Setup the Rucio tools if you haven’t done so already.

lsetup rucio

If you are working on a new lxplus node, or any computer where you didn’t just submit your PanDA job, you may need to create a voms proxy:
voms-proxy-init -voms atlas:/atlas
Unlike pathena and prun, rucio won’t do that for you.

Go back to the BigPanDA web page and find the page with the jediTaskID that we used previously. Search for the Output entry in the Containers table, and note the log file container name, e.g., user.aparker.pruntest.log. Back in your terminal session, try to find this log file in the grid:

$ rucio list-dids user.aparker:*pruntest*log*
+--------------------------------------------------+--------------+
| SCOPE:NAME                                       | [DID TYPE]   |
|--------------------------------------------------+--------------|
| user.aparker:user.aparker.pruntest.log           | CONTAINER    |
| user.aparker:user.aparker.pruntest.log.340520924 | DATASET      |
+--------------------------------------------------+--------------+

We now have two options:

Download the container, and all log files within it (e.g. if the task contained many subjobs)
Download just the dataset specific to the single set of jobs

Let’s do the second:

rucio download user.aparker:user.aparker.pruntest.log.340520924

After it finishes downloading, navigate into the downloaded directory and extract the files from the tarball:

cd user.aparker.pruntest.log.340520924/
tar -xvf user.aparker.pruntest.log.23186476.000001.log.tgz

A tarball (a file with the tgz extension) is a set of files packaged together and compressed using gzip. This is an efficient way to transfer large numbers of small files.

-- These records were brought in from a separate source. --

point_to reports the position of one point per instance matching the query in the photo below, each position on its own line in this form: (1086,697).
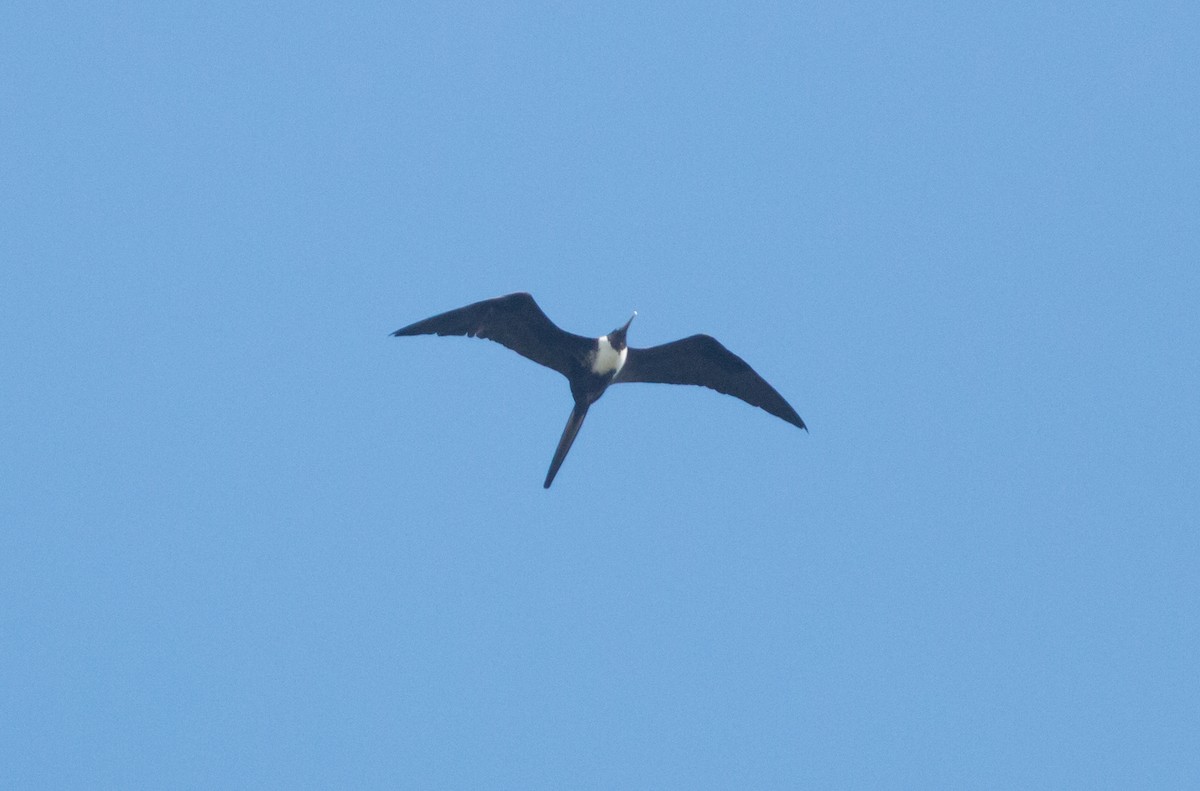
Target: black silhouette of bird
(591,365)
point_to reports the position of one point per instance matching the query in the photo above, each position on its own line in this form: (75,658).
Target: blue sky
(250,540)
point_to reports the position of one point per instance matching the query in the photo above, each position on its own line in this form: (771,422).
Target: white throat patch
(609,360)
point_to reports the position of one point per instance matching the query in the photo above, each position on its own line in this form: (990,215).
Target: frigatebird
(591,365)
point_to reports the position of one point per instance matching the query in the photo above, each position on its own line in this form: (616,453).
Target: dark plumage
(591,365)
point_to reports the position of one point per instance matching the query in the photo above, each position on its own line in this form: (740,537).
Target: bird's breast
(607,360)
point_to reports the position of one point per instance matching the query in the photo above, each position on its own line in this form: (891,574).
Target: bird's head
(617,337)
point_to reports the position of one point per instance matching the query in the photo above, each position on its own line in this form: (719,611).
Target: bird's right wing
(702,360)
(514,321)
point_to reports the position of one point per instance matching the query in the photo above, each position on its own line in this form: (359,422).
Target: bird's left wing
(514,321)
(702,360)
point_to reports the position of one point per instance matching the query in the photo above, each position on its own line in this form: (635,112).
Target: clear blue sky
(249,540)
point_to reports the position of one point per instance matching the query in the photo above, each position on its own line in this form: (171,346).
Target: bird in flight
(591,364)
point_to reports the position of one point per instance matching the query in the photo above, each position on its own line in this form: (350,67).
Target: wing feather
(514,321)
(702,360)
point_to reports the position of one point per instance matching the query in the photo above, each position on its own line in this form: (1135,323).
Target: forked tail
(573,427)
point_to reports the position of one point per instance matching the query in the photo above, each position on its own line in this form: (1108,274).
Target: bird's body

This will give you access to the log file (as well as much more related information) from your job. This can be useful for debugging.

There will be a lot of information in here but when you have extracted the logs, the file you are probably looking for is payload.stdout

As you learned earlier, you can also directly download individual files with Rucio. If you go to the PanDA job page that you saw earlier, you will see in the table that says 3 job files: the log tarball. You can directly download that file with rucio:
rucio download user.aparker.pruntest.log.23186476.000001.log.tgz
Here rucio guessed the right scope to use thanks to the name of the tarball.